I have looked at potentially duplicate questions, and this problem is not answered in any of them including Accessing Properties Through Generic Type Parameters
TLDR; typeof(T).GetProperty(propertyName)
does not work within a generic class when propertyName
of T is not declared public. Is there a workaround for this?
I have implemented an extension method that produces an IOrderedQueryable from a supplied string that contains the desired columns for sorting in an Entity Framework environment. The goal was to allow Order By clauses to be written in string form such as "+Age,+State,-Name" and produce the necessary expression to sort Entity Framework results by Age, State, and Name (descending), instead of having to write:
.OrderBy(m=>m.Age).ThenBy(m=>m.State).ThenByDescending(m=>m.Name)
.
The problem comes in when I try to access a class property that is marked internal. I cannot seem to find any way to force reflection to find that internal property.
In this particular case I have a datetime field in the database which is stored UTC but I want the end user to work with it in local time, so the value startTime, an internally scoped property is bound to the database and StartTime serves as a public accessor and provides access to the startTime value performing the necessary mapping to local time. I have a class defined as follows:
public class TimeInterval {
//other properties...
internal startTime { get; set; } // bound to database, stores time in UTC
public StartTime {
get { /*convert startTime to local time*/; }
set { /*convert value back to UTC and store in startTime*/; }
}
}
With EF I can write .OrderBy( m=>m.startTime )

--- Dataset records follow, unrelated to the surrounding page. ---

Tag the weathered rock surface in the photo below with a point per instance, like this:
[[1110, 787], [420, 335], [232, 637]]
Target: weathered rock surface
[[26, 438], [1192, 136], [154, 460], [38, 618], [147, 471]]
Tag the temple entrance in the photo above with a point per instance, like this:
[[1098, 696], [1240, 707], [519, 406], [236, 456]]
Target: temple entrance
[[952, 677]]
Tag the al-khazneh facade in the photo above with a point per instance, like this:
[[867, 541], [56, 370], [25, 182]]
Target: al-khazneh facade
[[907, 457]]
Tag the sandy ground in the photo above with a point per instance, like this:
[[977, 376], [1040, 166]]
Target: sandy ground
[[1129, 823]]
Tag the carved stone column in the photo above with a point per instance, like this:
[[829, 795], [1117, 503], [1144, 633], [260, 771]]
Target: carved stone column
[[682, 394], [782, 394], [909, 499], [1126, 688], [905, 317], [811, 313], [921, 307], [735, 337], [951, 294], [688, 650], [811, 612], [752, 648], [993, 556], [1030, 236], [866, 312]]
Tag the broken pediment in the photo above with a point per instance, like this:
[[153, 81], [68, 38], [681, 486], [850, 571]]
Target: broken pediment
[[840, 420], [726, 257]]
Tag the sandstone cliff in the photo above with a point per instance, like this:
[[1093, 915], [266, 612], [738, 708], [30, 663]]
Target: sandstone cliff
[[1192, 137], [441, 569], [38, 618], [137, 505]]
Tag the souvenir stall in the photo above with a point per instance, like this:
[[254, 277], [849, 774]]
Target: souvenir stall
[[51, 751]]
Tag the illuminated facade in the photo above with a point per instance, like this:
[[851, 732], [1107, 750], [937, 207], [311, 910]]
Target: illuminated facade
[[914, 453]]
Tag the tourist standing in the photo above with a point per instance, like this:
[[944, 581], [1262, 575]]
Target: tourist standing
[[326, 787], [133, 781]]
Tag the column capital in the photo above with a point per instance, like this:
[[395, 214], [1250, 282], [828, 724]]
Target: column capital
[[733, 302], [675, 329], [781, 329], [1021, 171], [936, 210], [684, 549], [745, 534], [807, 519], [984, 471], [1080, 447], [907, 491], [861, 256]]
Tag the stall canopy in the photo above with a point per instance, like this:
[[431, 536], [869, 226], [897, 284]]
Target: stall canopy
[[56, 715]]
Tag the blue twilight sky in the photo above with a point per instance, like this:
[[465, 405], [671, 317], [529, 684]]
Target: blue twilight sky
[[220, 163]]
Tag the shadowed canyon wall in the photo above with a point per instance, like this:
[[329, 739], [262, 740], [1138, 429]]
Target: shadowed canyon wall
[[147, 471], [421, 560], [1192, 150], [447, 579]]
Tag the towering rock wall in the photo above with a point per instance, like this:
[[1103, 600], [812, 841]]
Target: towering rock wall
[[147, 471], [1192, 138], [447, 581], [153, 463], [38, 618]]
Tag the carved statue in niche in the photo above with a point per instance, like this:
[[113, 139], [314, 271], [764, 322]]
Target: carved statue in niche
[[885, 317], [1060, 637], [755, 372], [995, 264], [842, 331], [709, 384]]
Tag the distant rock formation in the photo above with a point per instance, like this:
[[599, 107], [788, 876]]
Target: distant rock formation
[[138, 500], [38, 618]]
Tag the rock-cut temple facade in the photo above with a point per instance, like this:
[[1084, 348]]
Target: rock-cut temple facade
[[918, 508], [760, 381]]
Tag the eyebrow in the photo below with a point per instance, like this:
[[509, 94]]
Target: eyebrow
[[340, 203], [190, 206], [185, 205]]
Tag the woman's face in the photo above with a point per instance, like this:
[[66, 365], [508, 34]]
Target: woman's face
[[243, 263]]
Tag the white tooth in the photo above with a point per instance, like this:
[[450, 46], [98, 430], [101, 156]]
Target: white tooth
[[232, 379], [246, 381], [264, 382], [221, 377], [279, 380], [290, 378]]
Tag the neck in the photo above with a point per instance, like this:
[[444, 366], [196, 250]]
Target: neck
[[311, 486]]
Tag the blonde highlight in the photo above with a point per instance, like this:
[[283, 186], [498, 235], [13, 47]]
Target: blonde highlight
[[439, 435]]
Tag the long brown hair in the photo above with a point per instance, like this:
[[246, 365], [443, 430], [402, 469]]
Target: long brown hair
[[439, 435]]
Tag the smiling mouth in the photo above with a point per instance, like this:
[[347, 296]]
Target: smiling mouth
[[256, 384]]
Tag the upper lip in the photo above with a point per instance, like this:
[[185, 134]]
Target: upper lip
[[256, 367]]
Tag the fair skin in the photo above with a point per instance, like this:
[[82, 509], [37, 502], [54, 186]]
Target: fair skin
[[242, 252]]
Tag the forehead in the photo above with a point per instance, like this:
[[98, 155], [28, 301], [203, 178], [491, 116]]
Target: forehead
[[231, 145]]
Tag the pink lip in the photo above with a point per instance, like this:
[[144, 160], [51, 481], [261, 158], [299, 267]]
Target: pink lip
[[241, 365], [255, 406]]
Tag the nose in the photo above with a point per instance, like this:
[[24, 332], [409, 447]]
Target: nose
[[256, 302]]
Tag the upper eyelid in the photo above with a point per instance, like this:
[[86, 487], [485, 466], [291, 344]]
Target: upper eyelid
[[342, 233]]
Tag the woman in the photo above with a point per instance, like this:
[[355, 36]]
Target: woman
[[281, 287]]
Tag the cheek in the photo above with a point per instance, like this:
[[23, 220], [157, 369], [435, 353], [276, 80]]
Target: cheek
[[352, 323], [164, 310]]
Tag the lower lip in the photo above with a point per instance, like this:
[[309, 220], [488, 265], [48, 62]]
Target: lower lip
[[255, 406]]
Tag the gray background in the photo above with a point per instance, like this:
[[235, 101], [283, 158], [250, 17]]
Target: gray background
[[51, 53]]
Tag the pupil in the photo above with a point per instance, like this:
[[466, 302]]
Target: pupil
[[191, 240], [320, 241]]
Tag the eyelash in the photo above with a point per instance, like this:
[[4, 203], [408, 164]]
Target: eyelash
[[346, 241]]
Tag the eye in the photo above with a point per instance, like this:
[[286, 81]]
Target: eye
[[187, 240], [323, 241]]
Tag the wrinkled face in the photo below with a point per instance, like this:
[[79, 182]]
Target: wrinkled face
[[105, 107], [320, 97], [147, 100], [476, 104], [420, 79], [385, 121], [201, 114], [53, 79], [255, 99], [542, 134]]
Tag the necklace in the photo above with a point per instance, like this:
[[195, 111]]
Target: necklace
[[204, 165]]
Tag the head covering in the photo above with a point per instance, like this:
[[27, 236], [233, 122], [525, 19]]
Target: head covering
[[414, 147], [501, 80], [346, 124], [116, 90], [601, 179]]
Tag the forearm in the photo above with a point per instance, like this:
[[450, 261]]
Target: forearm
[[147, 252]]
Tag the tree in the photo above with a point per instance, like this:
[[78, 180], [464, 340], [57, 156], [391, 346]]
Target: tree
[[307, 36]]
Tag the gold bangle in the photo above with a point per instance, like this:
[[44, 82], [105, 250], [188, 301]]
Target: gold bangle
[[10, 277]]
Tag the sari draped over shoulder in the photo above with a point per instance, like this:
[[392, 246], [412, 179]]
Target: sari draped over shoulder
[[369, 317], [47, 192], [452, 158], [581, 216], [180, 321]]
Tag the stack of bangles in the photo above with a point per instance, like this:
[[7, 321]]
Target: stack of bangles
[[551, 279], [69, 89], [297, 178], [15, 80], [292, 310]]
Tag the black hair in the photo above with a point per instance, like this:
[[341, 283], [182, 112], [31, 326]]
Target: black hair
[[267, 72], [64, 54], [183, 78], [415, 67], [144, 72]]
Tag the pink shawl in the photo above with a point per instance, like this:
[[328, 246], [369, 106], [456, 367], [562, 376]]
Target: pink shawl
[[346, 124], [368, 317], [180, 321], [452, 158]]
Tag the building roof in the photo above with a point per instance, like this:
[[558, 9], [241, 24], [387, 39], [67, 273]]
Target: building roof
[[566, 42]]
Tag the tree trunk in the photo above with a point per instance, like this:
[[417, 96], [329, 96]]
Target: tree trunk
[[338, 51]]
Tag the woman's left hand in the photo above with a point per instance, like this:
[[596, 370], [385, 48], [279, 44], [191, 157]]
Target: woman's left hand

and it works as expected; of course I cannot use .OrderBy( m=>m.StartTime )
because it is derived.
Within my extension function whose signature is
static public IOrderedQueryable<T> ParseOrderBy<T>(
this IQueryable<T> query,
string orderBy
)
which I would call using :
var query = query.ParseOrderBy<TimeInterval>( "startTime" );
my call to obtain the property reference to build a lamba expression returns null.
var property = typeof( T ).GetProperty( "startTime" );
property
comes back null for anything that is not explicitly public.
The extension method is in the same namespace and assembly as the classes I expect it to operate.